HomeEconomiaExport lombardo stabile a 40,9 mld nel 1° trimestre, accesso al credito...

Export lombardo stabile a 40,9 mld nel 1° trimestre, accesso al credito in timida ripresa (+1,3%) ma non per le piccole imprese

La Lombardia conferma la solidità del proprio sistema produttivo anche in un contesto internazionale caratterizzato da forti incertezze geopolitiche, tensioni commerciali e rallentamento della crescita europea. Nel primo trimestre del 2026 l’export regionale si è attestato a 40,9 miliardi di euro, un valore sostanzialmente stabile rispetto allo stesso periodo del 2025, a conferma della capacità delle imprese lombarde di mantenere la propria competitività sui mercati mondiali. Timidi segnali positivi arrivano anche dal credito alle imprese, cresciuto dell’1,3% rispetto al primo trimestre 2025, anche se il segno più riguarda prettamente Milano e provincia e non tocca le piccole imprese, che continuano a rappresentare l’anello più fragile nell’accesso ai finanziamenti.

Sono questi alcuni dei dati emersi nel corso del Consiglio regionale di CNA Lombardia, svoltosi a Mantova, alla presenza dell’assessore allo Sviluppo economico di Regione Lombardia Guido Guidesi, dell’assessore all’Agricoltura, Sovranità alimentare e Foreste di Regione Lombardia Alessandro Beduschi, della deputata del Partito Democratico Silvia Roggiani, del professore ordinario di Politica economica dell’Università Cattolica del Sacro Cuore di Milano Raul Caruso, del segretario generale della Fondazione Giannino Bassetti Francesco Samoré, del sindaco di Mantova Andrea Murari, del presidente di CNA Mantova Nicola Dall’Argine, del presidente nazionale di CNA Dario Costantini e del presidente di CNA Lombardia Giovanni Bozzini.

L’appuntamento annuale organizzato da CNA Lombardia rappresenta un momento di confronto tra istituzioni, mondo accademico e sistema delle imprese per analizzare l’evoluzione del quadro economico e individuare le priorità che dovranno guidare le politiche industriali dei prossimi anni.
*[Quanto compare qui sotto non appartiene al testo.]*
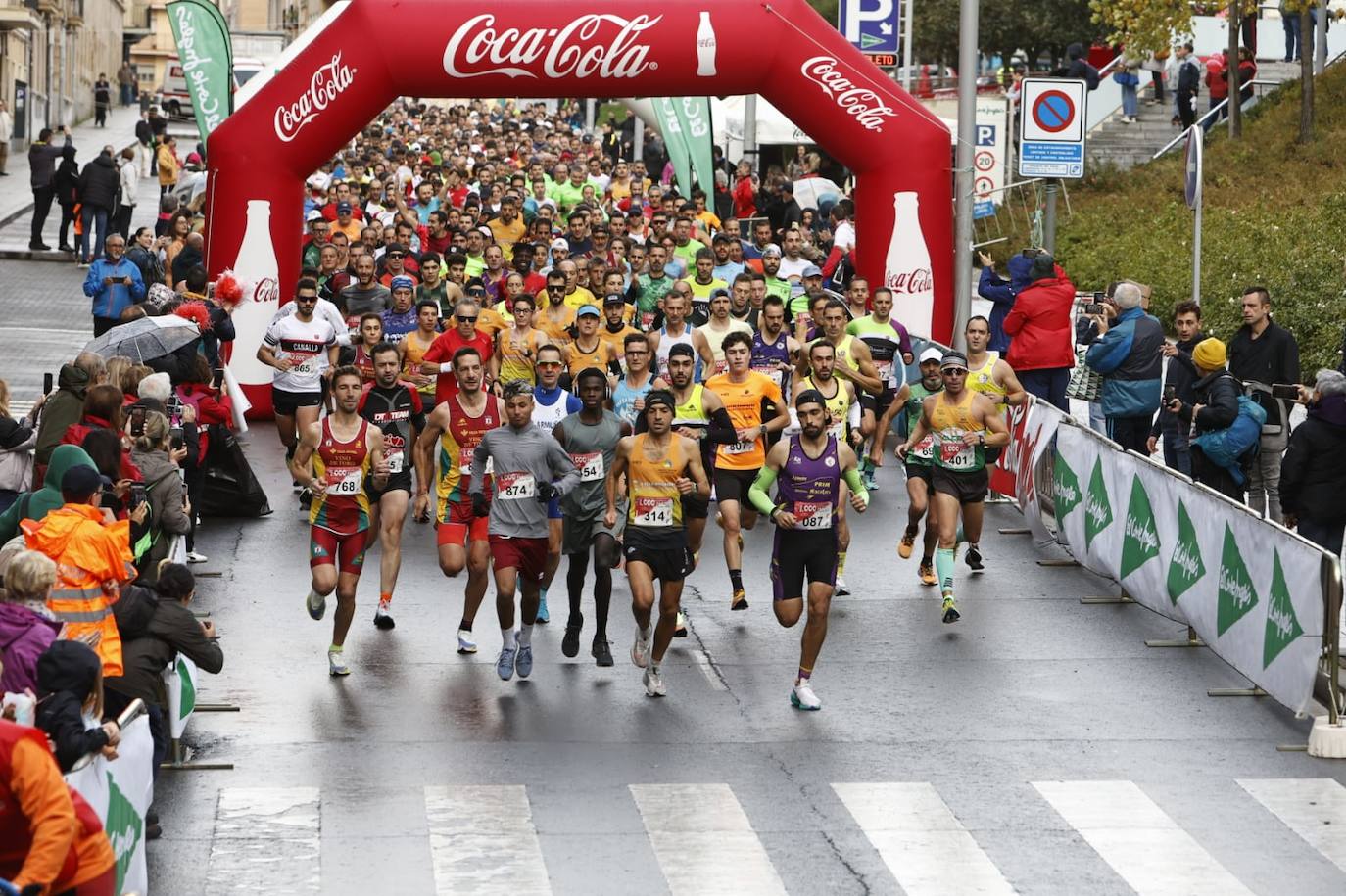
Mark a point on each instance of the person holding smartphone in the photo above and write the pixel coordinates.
(114, 283)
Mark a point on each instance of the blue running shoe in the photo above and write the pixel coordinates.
(505, 664)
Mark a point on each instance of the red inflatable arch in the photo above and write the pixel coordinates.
(373, 53)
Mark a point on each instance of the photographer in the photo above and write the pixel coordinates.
(169, 511)
(1178, 384)
(1313, 478)
(1215, 406)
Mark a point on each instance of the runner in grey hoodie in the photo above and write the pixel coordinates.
(526, 460)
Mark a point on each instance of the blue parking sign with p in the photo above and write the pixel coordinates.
(871, 25)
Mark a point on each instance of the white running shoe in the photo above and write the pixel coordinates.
(464, 642)
(654, 683)
(640, 650)
(802, 695)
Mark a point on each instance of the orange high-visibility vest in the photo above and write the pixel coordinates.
(93, 560)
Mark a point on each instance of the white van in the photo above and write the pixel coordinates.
(173, 97)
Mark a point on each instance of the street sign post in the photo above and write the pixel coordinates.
(1051, 128)
(870, 24)
(1194, 201)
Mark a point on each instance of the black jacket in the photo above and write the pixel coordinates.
(1219, 396)
(100, 183)
(172, 630)
(1313, 477)
(67, 676)
(1271, 358)
(1180, 374)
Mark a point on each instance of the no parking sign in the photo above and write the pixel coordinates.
(1051, 128)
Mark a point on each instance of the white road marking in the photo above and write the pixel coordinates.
(266, 841)
(920, 839)
(482, 841)
(704, 842)
(1313, 808)
(1139, 839)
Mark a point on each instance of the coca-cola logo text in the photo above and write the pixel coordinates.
(571, 51)
(867, 107)
(328, 82)
(266, 290)
(910, 281)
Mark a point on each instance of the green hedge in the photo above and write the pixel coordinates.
(1274, 214)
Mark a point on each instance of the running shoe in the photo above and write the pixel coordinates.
(802, 695)
(907, 543)
(640, 650)
(464, 642)
(505, 664)
(950, 611)
(571, 642)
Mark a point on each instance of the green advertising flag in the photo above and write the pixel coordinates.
(1281, 625)
(695, 118)
(675, 141)
(206, 60)
(1097, 507)
(1236, 592)
(1184, 565)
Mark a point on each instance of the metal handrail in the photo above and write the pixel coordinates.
(1201, 121)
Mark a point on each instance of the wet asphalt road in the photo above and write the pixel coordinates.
(423, 773)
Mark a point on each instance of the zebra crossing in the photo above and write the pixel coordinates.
(488, 838)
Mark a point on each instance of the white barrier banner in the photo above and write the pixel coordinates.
(1249, 589)
(121, 791)
(180, 687)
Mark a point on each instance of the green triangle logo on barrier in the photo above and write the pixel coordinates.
(1184, 567)
(1065, 488)
(1097, 507)
(1140, 540)
(1236, 594)
(124, 828)
(1281, 625)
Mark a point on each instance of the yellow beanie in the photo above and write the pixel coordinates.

Al centro del dibattito sono emersi i temi dell’economia della pace e dell’economia della guerra e di come la pace resti una storica e tuttora imprescindibile precondizione di prosperità economica e sociale. Inoltre si sono toccati da vicino punti chiave come la competitività delle piccole e medie imprese, l’accesso al credito, l’innovazione, la transizione digitale, l’intelligenza artificiale e la necessità di rafforzare il dialogo tra imprese e istituzioni per affrontare i profondi cambiamenti dell’economia europea e internazionale.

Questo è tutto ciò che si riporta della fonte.